Executive leadership needs to consume data, metrics and reporting at a different level, and I understand that. They can’t be expected to have the bandwidth to focus on much more than variances and percentages and the information that comes out of true exception reporting. But their need is not necessarily the need of all. I remember another time when an executive came to me and was asking for help to defend a declining sales per labor hour (SPLH) that he needed to defend because of pressure from his higher leadership. He and his higher leadership were so focused on that metric and they believed that it indicated lower performance. I introduced a new measurement that they hadn’t used before. I calculated customer per hour and item per hour versus SPLH. Earned hours was not something that was fully accepted at the time. By looking at how many customers and items had been processed per every labor hour spent, I was able to show a completely different story. My analysis showed that efficiency had actually gone up and they were processing more customers and more items for every hour spent. In fact, the performance increase was worth several basis points and that satisfied his leadership. We had several years of inflation and now deflation was causing a misconception in the data. So even executive leadership, sometimes, needs to look deeper than they are used to looking and consume more than they are used to viewing to really understand what all the numbers are saying.

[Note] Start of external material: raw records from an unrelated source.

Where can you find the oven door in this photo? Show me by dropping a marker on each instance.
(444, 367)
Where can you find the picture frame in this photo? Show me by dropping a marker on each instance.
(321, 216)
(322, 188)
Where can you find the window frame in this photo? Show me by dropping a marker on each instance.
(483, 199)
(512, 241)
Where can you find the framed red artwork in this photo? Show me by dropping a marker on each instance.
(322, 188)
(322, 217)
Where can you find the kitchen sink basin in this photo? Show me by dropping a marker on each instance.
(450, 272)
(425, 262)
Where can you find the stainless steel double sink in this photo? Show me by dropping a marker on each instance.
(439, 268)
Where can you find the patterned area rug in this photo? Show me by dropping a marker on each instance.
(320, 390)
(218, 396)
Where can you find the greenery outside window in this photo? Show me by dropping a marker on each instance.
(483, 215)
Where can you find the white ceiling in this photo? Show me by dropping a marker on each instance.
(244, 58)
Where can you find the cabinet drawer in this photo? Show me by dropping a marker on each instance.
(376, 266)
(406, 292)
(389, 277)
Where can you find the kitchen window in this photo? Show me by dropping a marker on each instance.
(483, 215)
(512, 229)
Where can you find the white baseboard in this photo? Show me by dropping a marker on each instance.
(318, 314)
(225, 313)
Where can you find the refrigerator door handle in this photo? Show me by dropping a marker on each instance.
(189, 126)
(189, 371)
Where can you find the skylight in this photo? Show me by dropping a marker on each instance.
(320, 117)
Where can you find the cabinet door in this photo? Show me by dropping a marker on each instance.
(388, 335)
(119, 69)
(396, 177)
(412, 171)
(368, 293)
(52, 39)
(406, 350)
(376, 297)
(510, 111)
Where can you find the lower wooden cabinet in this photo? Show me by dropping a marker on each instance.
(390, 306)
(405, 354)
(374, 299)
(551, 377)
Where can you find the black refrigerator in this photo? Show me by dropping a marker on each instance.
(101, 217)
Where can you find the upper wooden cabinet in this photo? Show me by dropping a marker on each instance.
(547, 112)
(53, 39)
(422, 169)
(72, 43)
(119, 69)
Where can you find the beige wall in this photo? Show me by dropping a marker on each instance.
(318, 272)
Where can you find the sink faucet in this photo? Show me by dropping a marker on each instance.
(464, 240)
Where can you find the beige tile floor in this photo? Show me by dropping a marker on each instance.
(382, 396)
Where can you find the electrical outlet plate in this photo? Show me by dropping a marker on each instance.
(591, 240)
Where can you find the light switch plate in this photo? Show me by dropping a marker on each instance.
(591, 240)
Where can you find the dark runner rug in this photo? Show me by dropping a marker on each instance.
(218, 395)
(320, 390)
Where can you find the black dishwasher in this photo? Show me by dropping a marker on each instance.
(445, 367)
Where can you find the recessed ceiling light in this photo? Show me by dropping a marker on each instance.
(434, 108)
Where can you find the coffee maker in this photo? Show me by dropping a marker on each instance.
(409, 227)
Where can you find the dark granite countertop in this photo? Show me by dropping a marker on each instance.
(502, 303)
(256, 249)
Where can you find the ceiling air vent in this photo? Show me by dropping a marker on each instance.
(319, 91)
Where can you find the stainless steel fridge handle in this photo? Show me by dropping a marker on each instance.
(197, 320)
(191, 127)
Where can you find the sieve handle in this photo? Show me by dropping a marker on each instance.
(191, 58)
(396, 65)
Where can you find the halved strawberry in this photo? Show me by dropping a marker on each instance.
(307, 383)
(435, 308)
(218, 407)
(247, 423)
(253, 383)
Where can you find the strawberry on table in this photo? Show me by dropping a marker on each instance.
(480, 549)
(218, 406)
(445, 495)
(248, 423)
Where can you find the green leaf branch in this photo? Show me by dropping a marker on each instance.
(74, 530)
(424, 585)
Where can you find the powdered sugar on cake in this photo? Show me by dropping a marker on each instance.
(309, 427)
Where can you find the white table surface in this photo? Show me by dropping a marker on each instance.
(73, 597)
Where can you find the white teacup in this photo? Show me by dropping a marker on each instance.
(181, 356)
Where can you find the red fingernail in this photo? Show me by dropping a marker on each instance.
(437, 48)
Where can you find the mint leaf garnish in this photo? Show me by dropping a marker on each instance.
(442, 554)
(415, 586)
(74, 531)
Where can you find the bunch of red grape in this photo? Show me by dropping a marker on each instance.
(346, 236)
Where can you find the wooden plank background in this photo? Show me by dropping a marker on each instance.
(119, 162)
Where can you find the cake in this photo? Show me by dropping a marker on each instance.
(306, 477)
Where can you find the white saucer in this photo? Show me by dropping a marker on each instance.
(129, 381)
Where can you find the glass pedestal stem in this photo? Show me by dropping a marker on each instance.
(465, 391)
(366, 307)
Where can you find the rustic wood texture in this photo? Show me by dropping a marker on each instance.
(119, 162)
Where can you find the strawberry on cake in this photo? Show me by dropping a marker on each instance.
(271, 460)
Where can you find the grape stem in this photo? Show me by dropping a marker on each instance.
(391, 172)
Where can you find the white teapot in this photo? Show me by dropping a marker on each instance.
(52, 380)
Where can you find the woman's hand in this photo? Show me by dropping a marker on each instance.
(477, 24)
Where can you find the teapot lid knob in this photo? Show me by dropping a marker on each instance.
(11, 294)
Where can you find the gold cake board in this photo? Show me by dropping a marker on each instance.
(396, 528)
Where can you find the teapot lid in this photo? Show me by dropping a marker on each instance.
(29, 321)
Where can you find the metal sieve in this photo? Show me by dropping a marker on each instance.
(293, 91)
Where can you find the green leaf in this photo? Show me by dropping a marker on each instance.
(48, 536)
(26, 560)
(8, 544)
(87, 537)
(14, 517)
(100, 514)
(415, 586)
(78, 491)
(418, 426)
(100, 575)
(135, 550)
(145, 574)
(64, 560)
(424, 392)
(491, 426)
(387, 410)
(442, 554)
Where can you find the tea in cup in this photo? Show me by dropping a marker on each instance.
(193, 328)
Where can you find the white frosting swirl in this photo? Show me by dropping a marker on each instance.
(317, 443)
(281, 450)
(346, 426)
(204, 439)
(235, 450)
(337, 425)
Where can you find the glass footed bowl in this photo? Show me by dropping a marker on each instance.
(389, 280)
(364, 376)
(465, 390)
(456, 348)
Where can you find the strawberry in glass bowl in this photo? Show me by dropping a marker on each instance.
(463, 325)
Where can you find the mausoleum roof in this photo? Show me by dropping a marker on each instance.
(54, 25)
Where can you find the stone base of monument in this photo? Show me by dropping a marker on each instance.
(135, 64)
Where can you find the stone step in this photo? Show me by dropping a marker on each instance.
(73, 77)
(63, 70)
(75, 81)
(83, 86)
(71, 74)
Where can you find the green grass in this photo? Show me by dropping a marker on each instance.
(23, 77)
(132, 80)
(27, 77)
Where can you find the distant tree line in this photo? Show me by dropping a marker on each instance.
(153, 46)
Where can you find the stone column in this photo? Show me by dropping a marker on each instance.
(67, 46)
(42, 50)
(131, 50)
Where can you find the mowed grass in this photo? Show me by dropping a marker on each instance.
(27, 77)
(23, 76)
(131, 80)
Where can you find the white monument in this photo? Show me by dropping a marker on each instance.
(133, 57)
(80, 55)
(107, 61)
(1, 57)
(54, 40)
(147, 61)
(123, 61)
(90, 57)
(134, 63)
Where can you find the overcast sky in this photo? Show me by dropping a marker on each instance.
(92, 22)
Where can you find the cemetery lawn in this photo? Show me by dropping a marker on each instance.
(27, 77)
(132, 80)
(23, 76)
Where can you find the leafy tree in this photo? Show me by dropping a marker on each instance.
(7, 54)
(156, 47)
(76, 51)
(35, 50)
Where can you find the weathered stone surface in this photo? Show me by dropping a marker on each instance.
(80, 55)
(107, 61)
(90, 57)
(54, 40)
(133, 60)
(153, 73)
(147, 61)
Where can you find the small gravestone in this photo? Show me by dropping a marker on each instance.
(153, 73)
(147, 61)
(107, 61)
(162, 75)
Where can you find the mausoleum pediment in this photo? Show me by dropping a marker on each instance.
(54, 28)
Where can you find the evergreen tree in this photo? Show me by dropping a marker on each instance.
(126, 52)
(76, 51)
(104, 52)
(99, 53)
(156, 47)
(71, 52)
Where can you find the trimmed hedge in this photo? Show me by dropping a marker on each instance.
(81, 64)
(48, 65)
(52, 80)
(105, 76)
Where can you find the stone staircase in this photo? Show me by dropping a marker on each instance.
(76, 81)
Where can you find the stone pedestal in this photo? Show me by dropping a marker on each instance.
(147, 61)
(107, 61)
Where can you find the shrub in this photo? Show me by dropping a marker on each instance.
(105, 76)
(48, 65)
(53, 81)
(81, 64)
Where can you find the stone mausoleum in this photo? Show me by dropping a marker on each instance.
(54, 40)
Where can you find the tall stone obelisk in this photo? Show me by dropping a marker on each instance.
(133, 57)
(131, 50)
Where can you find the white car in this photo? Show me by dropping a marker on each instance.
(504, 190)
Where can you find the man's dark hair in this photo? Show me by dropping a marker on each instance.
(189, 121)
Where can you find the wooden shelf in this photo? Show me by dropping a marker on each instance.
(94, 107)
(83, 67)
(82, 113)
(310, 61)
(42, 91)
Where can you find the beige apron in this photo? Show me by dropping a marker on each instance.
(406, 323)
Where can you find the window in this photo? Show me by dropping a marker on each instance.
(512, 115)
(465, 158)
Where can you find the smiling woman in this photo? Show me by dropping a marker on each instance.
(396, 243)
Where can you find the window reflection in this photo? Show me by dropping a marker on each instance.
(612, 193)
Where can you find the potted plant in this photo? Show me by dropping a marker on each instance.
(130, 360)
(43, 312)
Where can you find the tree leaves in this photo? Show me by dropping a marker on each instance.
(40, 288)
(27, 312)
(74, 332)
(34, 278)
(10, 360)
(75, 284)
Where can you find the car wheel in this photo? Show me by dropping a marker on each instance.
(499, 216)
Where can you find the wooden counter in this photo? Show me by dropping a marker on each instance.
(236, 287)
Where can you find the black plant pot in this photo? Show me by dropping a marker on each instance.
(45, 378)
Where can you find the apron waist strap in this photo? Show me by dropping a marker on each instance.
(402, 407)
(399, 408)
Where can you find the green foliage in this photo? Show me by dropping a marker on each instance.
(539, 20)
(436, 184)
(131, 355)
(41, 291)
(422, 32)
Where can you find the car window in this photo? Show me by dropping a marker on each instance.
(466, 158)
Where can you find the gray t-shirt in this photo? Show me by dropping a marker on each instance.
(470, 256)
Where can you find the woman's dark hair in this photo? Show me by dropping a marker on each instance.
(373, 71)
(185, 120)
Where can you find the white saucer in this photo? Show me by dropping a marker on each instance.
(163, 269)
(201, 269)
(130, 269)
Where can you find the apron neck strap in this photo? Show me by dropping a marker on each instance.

In my years in labor management, I just needed it all. Sometimes you have to throw stuff against the wall to see what sticks. Do I need it all, all the time? No. But I don’t want to be limited to what your scope or level of consumption is. All data and all metrics are important. They can inform and give direction and tear back the veil that covers the truth. Data, metrics, reporting and yes, exception reporting too, all have a place. Dashboard reporting that gives me actionable metrics for quick information is important and has its place but full reporting with all the data and metrics you need in your position should be your call and not somebody else’s. Logile will work to provide you with what is essential, meaningful and yes, actionable. This is true whether it is KPI’s in a dashboard or full reporting.

I was once asked if I only had one metric to pick from, what would it be?  I was left dumbfounded by even having the question asked. Books need multiple sentences, paragraphs and chapters to tell the story. I don’t see data, metrics and reporting any differently.